How to categorize your closet? There are a couple of different ways to do it, so think about your habits and what is most likely to work for you. Remember, at the end of the day, your organizing system should reflect your daily routine - and items you use most frequently ought to be the most accessible.
Hang similar clothing items together:
The simplest way to organize is to group together similar clothing items. Keep pants with pants, blouses with blouses, etc. The advantage to this is that it's a great way to maximize space. You can slide additional shelves, cubbies, or drawers under short hanging items like shirts or jackets. For bonus points, use specialized racks to corral accessories like scarves, belts, hats, and shoes.
Within groups you can arrange by color, or light to dark. Alternatively, you can arrange clothing in segments that represent work, casual, and dressy. To make these categories pop visually, think about buying colorful plastic hangers, and assign a color to each. That way, you'll have a visual representation of how much of your closet is devoted to each category.
Sort into outfits:
I love this one, because it's great for lazy people like myself, but it does require a bit of forethought. Think of a fashion designer's show-room. Are all the pants, dresses, and shirts together? No! Most of the time, in a seasonal collection, clothing is distributed into outfits, or grouped with items that match.

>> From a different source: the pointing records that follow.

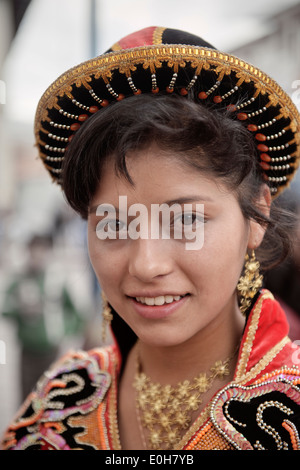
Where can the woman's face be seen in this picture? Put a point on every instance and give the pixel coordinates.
(166, 292)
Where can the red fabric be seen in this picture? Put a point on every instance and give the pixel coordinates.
(140, 38)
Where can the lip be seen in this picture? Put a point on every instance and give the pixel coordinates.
(157, 311)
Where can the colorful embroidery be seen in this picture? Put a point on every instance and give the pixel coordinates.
(74, 405)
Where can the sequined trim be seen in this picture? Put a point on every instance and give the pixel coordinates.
(248, 344)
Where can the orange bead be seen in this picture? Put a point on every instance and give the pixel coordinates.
(231, 107)
(242, 116)
(262, 147)
(75, 126)
(202, 95)
(260, 137)
(93, 109)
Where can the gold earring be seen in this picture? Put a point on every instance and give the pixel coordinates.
(106, 316)
(250, 282)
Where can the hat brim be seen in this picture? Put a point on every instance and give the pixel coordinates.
(225, 82)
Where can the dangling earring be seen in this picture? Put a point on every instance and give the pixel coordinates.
(106, 316)
(250, 282)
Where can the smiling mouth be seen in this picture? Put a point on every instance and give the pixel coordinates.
(160, 300)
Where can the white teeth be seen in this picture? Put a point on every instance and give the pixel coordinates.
(160, 300)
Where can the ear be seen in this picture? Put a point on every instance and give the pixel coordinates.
(257, 231)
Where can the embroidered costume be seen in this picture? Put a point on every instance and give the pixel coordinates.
(75, 403)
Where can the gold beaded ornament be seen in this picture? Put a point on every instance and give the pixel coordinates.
(250, 282)
(163, 60)
(107, 316)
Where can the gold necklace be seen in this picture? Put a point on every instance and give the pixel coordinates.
(166, 411)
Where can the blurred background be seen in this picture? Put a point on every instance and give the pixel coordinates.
(49, 300)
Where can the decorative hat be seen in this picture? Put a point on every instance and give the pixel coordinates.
(162, 60)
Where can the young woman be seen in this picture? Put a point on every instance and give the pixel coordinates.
(174, 153)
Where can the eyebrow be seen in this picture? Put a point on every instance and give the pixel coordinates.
(181, 200)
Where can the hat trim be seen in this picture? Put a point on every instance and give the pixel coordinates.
(176, 56)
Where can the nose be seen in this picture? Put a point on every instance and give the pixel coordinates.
(149, 259)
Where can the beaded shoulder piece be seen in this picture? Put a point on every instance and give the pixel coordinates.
(63, 411)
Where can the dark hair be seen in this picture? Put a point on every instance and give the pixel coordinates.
(206, 139)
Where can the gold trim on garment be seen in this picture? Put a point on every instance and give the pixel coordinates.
(151, 57)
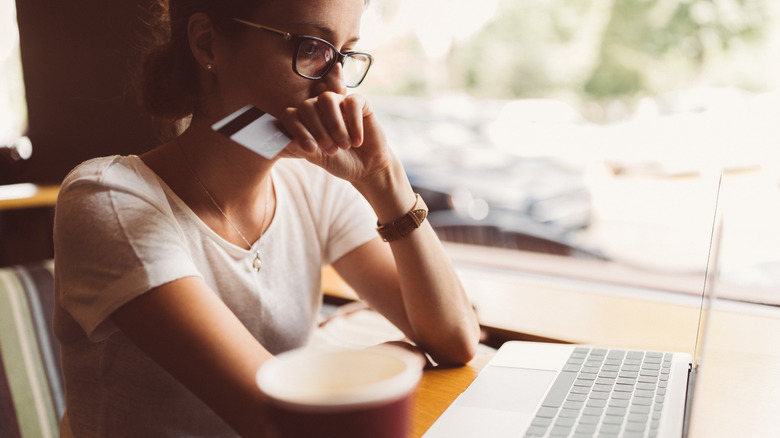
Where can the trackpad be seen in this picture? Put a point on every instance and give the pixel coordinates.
(508, 389)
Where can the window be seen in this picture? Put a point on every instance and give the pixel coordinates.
(13, 109)
(591, 130)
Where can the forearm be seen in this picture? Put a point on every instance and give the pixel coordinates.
(439, 314)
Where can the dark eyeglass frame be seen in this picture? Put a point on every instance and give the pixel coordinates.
(298, 39)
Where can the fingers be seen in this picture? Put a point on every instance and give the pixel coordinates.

Take a look at your clothes (they should still be all over the bed). Start with what you wear all the time. What bottoms do you tend to put with your favorite blouse? What jacket? In this vein, you can start to sort things into groups. Generally, color has something to do with this, so think about having a warm section, a cool section, and distribute basics in black and white throughout, keeping in mind what you are most likely to pair together.
Pros - this makes it super easy to get dressed in the morning, because everything you are likely to throw together is already in place. Plus, it makes it clear what you tend to gravitate towards regularly, giving you concrete criteria when you go out shopping to fill in wardrobe holes (which you are totally allowed to do now, by the way, because that's what cleaning out your closet is for).
Maximize space by using up every square inch for something useful. You can extend the space in awkwardly sized shelves by using containers like baskets, fabric boxes, and shelf dividers. That way, stacks are not falling over on top of one another.
Use hooks to hang a nylon bag in the closet or behind a door for items that need to go to the dry cleaners. Add more hooks for items that need to be aired after wearing, like PJs and robes.
Instead of moth balls, I like natural insect deterrents like lavender and cedar to avoid moth damage. In my closet I have Sonoma Lavender Sachets by the Yard which is available on Amazon. It's a full yard of lavender sachets you can choose to tie on the rod in your closet, or cut up and distribute throughout drawers. All you have to do is scrunch them together, and the closet smells amazing!